Son aldığımız sonuçlardan sonra kimle görüşsem hep bu soru sorulur oldu. Sivasspor süper ligden düşer mi? Öncelikle takım düşer mi, düşmez mi bunu zaman gösterecek. Gerçekçi olmak için bazı noktaları açmak gerekir. Lakin küme düşme noktasında bazı hataları yapmaya devam edersek kaçınılmaz son olur. Bunu öncelikle söylemek isterim. Ama ben zorda olsa toparlayacağımızı düşünüyorum.
Peki, nasıl diye soru sorduğunuz duyar gibiyim. Bu sorunuzu yazımın ilerleyen paragraflarında cevap vermiş olacağım, ama bu noktaya nasıl geldik önce bunlara değinmek isterim.
Bu sezon başı Mecnun başkanın görevi bırakmasıyla oluşan bir boşluk yaşadık. Bunu da normal karşılamak gerekir. 20 yılı aşkın süredir istikrarlı bir şekilde yürüttüğü başkanlığı bırakması takımın tüm hücrelerinde bir gevşeme oluşturduğunu belirtmek gerekir. Bahattin Eke’nin başkanlığı iyi niyetle sürdürdüğünü ve önemli maddi manevi fedakârlık yaptığında hemen eklemeliyim. Yalnız kulüpte bazı sıkıntılara çözüm bulamadığını düşünüyorum. Bu çözülmeyen sıkıntılar takıma başarısızlık noktasında önemli zararlar verdi. En önemlisi ise yönetim kurulunda birlik beraberlik olmayışı idi. Daha önceki yönetimi düşünecek olursak; belli bir sayıda yönetim kurulu üyeleri her ne kadar çok görüntü vermeseler de devamlı kayıtsız ve şartsız destek verdiler.

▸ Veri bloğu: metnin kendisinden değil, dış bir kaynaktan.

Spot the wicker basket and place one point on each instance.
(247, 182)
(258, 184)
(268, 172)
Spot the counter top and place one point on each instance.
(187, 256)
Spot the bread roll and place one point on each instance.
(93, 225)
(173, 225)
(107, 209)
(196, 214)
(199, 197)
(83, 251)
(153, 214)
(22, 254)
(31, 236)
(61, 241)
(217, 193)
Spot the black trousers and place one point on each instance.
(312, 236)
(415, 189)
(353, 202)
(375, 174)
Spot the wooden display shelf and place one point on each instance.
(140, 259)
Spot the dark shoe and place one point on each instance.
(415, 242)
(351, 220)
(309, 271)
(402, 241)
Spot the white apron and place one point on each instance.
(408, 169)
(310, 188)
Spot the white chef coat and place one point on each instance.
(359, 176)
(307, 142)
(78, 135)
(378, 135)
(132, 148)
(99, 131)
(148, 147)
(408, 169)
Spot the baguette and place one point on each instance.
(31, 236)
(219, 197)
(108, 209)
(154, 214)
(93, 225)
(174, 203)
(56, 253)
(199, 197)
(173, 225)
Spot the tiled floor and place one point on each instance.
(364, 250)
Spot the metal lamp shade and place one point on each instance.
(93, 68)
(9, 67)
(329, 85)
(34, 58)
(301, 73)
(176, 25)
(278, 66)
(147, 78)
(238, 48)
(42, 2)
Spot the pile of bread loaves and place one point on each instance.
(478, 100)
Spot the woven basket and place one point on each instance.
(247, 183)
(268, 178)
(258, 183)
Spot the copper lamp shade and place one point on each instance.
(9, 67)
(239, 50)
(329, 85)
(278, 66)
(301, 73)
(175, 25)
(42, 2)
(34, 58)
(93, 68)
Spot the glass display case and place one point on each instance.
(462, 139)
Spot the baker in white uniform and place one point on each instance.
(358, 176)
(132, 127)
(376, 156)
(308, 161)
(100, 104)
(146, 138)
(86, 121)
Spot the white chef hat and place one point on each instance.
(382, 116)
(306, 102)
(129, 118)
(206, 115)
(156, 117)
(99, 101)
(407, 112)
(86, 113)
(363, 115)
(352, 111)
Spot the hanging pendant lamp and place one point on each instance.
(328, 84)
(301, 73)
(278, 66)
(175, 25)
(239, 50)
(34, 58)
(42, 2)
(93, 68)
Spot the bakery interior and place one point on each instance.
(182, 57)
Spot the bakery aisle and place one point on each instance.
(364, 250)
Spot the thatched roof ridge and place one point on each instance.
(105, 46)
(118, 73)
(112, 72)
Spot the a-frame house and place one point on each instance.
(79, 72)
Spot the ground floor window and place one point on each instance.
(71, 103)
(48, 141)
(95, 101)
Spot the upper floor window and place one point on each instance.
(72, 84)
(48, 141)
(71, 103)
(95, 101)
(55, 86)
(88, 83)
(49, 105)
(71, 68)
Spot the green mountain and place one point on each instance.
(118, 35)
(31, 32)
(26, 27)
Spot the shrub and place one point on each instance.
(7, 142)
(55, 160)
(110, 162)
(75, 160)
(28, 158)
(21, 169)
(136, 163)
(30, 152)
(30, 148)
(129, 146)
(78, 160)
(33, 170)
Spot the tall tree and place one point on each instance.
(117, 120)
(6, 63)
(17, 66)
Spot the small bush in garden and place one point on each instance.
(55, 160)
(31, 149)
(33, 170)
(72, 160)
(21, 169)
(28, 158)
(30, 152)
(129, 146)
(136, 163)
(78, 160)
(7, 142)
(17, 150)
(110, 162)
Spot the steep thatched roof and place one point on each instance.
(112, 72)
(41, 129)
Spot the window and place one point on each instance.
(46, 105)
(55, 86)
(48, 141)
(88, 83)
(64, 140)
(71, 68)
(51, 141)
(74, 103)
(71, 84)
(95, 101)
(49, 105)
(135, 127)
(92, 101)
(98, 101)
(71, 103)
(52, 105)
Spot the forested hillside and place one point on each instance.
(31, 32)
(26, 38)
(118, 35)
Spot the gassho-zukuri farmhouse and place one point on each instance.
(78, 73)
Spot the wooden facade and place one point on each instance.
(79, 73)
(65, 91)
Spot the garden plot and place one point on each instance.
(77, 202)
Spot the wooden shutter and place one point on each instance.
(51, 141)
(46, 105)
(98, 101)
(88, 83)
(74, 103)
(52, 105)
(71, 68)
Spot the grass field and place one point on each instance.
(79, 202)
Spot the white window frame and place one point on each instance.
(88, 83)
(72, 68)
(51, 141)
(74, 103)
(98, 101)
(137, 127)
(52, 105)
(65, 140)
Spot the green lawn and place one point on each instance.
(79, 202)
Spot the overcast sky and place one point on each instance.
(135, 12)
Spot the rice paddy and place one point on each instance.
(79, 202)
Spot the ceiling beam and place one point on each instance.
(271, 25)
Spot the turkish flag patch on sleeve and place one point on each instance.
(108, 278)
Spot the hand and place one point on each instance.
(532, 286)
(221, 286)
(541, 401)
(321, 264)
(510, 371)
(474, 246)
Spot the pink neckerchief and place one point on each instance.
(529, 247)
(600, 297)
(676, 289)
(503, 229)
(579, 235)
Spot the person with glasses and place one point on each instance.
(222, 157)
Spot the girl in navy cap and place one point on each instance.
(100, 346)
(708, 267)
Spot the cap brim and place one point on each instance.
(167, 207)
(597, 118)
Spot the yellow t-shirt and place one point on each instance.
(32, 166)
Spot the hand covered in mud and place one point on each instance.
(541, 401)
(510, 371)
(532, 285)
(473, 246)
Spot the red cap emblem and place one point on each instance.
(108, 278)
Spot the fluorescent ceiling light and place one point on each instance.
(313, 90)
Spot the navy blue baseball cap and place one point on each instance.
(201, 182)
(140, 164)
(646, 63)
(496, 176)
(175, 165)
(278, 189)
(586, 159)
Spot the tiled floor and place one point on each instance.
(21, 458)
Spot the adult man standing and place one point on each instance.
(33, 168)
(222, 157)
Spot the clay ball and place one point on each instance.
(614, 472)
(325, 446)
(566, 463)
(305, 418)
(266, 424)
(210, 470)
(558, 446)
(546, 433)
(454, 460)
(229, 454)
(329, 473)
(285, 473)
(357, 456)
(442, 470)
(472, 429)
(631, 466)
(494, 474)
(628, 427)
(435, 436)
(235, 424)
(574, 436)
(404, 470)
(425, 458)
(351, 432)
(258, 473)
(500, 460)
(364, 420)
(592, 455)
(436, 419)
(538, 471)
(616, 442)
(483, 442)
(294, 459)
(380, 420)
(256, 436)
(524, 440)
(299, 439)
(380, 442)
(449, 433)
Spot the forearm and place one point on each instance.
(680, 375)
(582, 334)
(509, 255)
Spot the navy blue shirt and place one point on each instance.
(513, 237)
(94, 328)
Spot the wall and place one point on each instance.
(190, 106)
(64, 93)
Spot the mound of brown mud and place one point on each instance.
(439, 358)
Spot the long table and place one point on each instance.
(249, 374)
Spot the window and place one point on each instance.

Daha önce de sıkıntı yaşanan takım ile taraftar birlikteliğinde bu dönem daha dai gerildi. Bu noktada da taraftarlar takımı yalnız bıraktı, diyebilirim.
Yönetimsel sıkıntıların yanı sıra sezon başında Bülent hoca ile yapılan transferlerin birçoğunun oldukça yetersiz olması derim. Şimdi takıma bakalım, bu sezon başı takıma katılan hangi oyuncu üst düzey katkı sağladı. Bence yok denecek kadar az. Böyle bir durumda da başarılı olmak gerçekten çok zor bir durum. Bunlara ilaveten son dakikalarda kaybettiğimiz şansız puanlarda çabası diyebilirim.
Yukarda sıraladığımı zorlu süreç birçok takımda yaşanabilir. Bu durum spor da hep vardır. Ama bu camialar bu sıkıntıları bertaraf edebilmesi için tek ilaç vardır, O da birlik ve beraberliktir. Geçtiğimiz hafta kaybettiğimiz maç sonucu bazı oyuncuları linç etme çabalarımız bu takıma hiçbir katkı vermez. Özelliklede hakaret ve küfür gerçekten bizlere yakışmayan bir durum. Yigidoya küfür yakışmaz. Eleştiri tabi ki olacak ama hakaret ve küfür olamadan olursa anlam kazanır. Tamam, hepimiz çok üzülüyoruz. Lakin bu üzüntümüzü başaklarını üzerek düzeltmeye çalışmayalım.
Bu sıkıntılı süreçten kurtulmak için öncelikle içinde bulunduğumuz konumu unutup önümüzdeki oynayacağımız maçlara konsantre olmalıyız. Bunun için de şehir, takım ve taraftar herkesin birlik beraberlik içerisinde hareket edip tek vücut olması gerekir. Geçmiş maçlara yapılacak hiçbir şeyin olmadığını hepimiz çok net biliyoruz. Onun için tekrar tekrar geri dönüp o maçları hatırlamamıza gerek dahi yok. Önümüzdeki ilk maça konsantre olup yolumuza devam etmeliyiz, şayet bu birlikteliği sağlarsak takımımızı bu uçurumun kenarında almış oluruz. Haydi, Yigidolar hep birlikte güzel günler ediyorum.